In SA, we do need to sweat the small stuff more, please

A general sense of carelessness has entered our society because if the ANC can break the big laws, and its members loot, why should anyone else give a hoot?


The huge, one-metre-high articulated metal sign must have weighed more than 100kg … but when I’m angry, I’m strong.

So I grabbed it and dragged it, much to the bemusement of the motorists around me, and dumped it on the grass off the side of the road.

Had I not done so, the sign would probably have caused a smash.

That’s because it was put right in the middle of a traffic circle just outside the Northcliff Country Club on Saturday morning.

The owner of the sign, an auction business, has been demonstrating scant regard for both the law and the safety of residents in this area for more than two years.

The auction signs – expensively printed – go up once a month on street signs around our suburb and those who put them up do not care where they go.

Apart from the fact that it is illegal, in terms of not only the SA National Roads Act, but also the Joburg City bylaws to put any such advertising material on street signs, there is also a prohibition on erecting anything within 50m of a road intersection.

The auction signs, though, go up on stop signs, street signs and – most horrifyingly – outside the Northcliff Primary School.

I think that, if your child were run over because a motorist was trying to read an auction sign instead of paying attention to the surroundings, you would be somewhat miffed.

In other words, I am not merely being a “grumpy old git”, but I am a community activist (call me a vigilante if you want, I don’t mind) who is acting in the best interests of all in the community.

But even by the auction people’s shockingly low standards of giving a damn, the effrontery to stick up a sign in the middle of a traffic island was breathtaking.

I had plenty of chores to do on Saturday morning, so I didn’t have time to do anything but remove to clear and present danger.

I’ve thought about taking spray paint to push home my point but one crime doesn’t justify another … What worries me, though, is that most of my fellow residents don’t seem to care.

Don’t seem to care that the proliferation of these ugly, illegal street signs is spoiling our area, but could also result in someone getting seriously hurt (or worse).

I have long since become used to businesses (and many individuals) breaking the little laws, using the reasons that if the ANC breaks the big ones, and its members loot, then who cares?

That’s why you see creeping lawlessness.

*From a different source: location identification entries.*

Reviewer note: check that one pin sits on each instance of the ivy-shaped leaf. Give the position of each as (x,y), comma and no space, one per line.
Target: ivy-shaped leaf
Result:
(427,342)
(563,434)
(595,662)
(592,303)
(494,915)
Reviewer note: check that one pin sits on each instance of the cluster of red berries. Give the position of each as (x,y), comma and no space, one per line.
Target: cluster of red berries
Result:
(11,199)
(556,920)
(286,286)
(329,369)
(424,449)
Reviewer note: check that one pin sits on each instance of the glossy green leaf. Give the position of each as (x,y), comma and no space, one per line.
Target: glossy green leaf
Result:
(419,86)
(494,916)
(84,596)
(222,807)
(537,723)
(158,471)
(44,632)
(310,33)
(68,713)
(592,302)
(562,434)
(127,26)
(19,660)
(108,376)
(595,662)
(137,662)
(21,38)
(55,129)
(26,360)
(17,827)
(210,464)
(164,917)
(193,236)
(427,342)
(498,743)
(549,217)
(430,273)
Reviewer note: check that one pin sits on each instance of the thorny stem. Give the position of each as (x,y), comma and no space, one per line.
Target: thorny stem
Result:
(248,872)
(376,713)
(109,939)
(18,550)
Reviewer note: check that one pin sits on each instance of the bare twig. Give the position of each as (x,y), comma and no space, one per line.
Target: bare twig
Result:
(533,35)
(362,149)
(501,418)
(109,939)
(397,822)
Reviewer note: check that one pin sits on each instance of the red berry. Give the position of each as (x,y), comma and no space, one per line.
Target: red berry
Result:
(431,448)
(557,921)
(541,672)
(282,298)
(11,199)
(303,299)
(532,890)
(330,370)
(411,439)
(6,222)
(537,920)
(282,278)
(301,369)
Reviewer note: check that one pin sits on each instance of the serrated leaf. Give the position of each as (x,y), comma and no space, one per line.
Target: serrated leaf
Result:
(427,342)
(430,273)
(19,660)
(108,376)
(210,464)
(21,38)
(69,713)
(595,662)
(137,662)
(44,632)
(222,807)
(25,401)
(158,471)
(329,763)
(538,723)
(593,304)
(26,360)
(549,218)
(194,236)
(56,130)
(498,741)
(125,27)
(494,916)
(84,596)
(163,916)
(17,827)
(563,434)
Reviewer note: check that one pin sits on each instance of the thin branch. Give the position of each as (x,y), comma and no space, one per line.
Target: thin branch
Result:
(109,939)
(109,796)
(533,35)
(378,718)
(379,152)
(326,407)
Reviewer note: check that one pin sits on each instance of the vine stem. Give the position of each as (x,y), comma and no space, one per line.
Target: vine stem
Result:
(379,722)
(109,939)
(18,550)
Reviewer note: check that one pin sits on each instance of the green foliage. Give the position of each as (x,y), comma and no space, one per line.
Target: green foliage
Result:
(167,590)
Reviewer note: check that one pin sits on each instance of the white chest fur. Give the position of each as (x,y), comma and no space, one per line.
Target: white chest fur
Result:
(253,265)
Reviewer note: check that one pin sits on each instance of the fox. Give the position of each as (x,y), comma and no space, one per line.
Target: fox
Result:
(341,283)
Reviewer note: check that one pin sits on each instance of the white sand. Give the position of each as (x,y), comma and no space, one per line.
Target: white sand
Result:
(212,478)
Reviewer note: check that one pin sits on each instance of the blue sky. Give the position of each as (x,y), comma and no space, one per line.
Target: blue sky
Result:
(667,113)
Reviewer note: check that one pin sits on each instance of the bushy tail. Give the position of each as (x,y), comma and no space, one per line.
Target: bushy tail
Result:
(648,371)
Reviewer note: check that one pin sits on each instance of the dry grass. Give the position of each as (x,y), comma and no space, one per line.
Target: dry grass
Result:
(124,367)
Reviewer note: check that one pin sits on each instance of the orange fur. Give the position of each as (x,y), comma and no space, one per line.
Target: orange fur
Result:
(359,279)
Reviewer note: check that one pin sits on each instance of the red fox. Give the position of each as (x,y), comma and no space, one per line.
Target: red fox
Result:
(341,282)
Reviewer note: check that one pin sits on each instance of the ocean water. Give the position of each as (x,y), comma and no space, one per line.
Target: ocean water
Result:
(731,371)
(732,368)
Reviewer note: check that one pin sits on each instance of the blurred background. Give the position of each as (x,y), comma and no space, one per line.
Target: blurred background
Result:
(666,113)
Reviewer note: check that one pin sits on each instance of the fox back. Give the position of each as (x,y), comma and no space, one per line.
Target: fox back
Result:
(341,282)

Parking in a disabled bay today, going through a red robot tomorrow.

It is a sad reality that people like me (and to be honest, there are others like me in the streets around us, judging by how quickly illegal posters are ripped off stop signs and deposited in rubbish bins) have to do this.

Our law enforcement agencies should be doing this. I hear you saying: but the cops have got much bigger things to deal with.

Leaving aside that you can’t get much bigger a thing than a child dying outside school because an illegal sign obscured the road, let’s point to the example of Bill Bratton, one-time police commissioner in New York.

He supposedly brought crime down dramatically with his “broken windows” policy of hitting the so-called petty offences hard.

His argument was that you stop the little stuff, it sends out a message: don’t mess with us. And, don’t mess with me.

Next month, I am going to make it my mission to remove as many of the auctioneer’s illegal posters as I can.

Brendan Seery.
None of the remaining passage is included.